Miss Holbrook gave a perceptible start and looked about her a little wildly.

"Here when—But I didn't meet him anywhere—in the hall."

"He didn't go through the hall," laughed David gleefully. "He went right through that window there."

"The window!" An angry flush mounted to Miss Holbrook's forehead. "Indeed, did he have to resort to that to escape—" She bit her lip and stopped abruptly.

David's eyes widened a little.

"Escape? Oh, HE wasn't the one that was escaping. It was Perry. Mr. Jack was afraid he'd lose him. He saw him out the window there, right after he'd seen you, and he said he wanted to speak to him and he was afraid he'd get away. So he jumped right through that window there. See?"

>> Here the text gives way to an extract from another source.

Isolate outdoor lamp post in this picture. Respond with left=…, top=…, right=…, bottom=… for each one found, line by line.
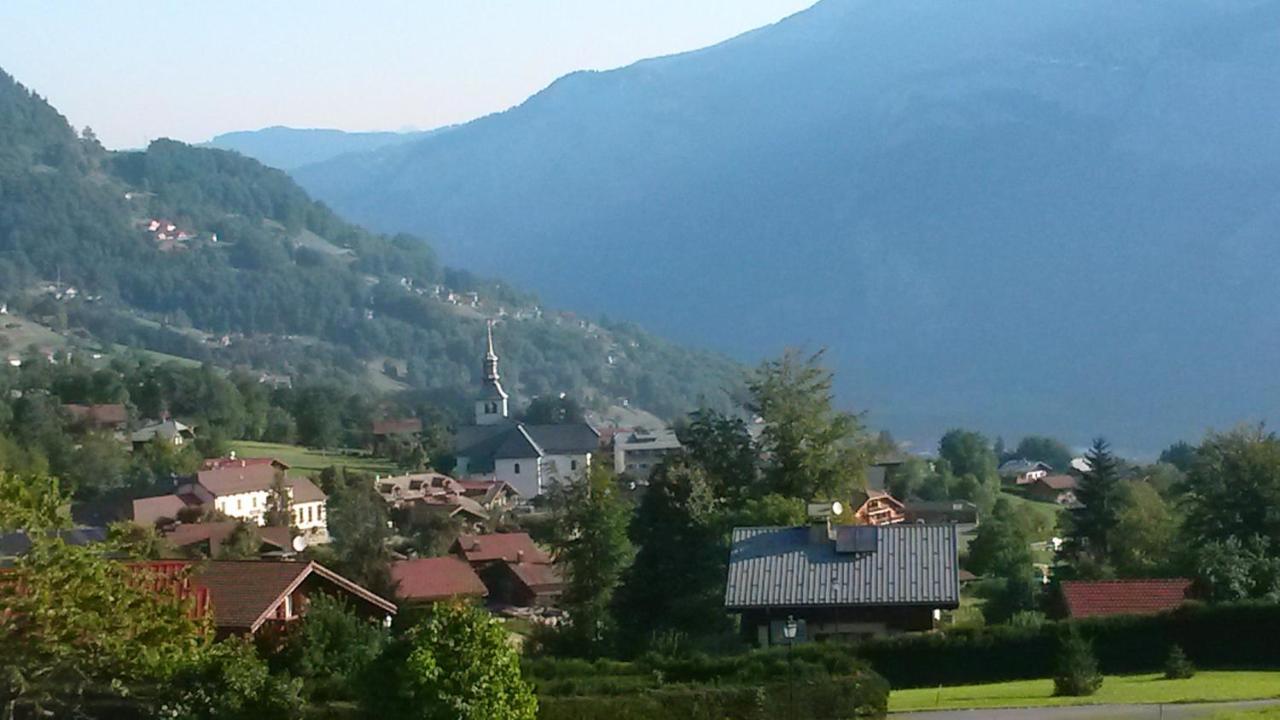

"Oh, yes, I—see," murmured Miss Holbrook, in a voice David thought was a little queer.

"I wanted him to stay," frowned David uncertainly. "I wanted him to see you."

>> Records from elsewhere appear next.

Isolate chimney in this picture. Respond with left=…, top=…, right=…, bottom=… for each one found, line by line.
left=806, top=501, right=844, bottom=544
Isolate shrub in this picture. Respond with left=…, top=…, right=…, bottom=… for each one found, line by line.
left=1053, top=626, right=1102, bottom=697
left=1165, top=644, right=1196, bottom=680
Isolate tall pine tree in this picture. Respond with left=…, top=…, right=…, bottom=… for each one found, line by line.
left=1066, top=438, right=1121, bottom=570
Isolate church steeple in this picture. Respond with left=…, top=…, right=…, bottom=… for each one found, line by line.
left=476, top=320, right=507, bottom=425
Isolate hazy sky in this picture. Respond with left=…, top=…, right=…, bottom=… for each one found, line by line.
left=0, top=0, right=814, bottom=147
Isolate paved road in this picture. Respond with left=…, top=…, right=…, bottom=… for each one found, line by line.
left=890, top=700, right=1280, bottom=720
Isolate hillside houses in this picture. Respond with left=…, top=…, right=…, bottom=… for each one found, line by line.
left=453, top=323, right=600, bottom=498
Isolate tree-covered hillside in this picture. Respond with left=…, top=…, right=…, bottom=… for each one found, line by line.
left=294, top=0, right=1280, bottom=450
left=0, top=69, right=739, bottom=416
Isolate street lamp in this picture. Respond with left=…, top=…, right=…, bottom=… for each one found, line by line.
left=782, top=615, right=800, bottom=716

"Dear me, David, I hope you didn't tell him so."

"Oh, yes, I did. But he couldn't stay, even then. You see, he wanted to catch Perry Larson."

"I've no doubt of it," retorted Miss Holbrook, with so much emphasis that David again looked at her with a slightly disturbed frown.

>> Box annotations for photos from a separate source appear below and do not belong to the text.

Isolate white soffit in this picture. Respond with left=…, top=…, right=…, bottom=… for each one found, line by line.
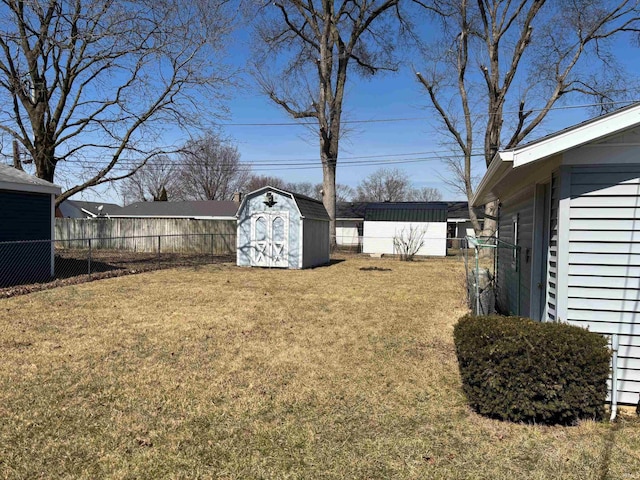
left=508, top=104, right=640, bottom=168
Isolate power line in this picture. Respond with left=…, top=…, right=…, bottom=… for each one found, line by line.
left=219, top=100, right=640, bottom=127
left=53, top=153, right=484, bottom=171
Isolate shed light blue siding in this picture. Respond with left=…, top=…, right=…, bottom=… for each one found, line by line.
left=237, top=187, right=330, bottom=269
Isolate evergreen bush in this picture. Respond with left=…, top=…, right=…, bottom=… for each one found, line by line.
left=454, top=315, right=611, bottom=425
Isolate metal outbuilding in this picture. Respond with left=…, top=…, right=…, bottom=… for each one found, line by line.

"But he'll come again soon, I'm sure, and then maybe you'll be here, too. I do so want him to see you, Lady of the Roses!"

"Nonsense, David!" laughed Miss Holbrook a little nervously. "Mr.—Mr. Gurnsey doesn't want to see me. He's seen me dozens of times."

"Oh, yes, he told me he'd seen you long ago," nodded David gravely; "but he didn't act as if he remembered it much."

"Didn't he, indeed!" laughed Miss Holbrook, again flushing a little. "Well, I'm sure, dear, we wouldn't want to tax the poor gentleman's memory too much, you know. Come, suppose you see what I've brought you," she finished gayly.

"Oh, what is it?" cried David, as, under Miss Holbrook's swift fingers, the wrappings fell away and disclosed a box which, upon being opened, was found to be filled with quantities of oddly shaped bits of pictured wood—a jumble of confusion.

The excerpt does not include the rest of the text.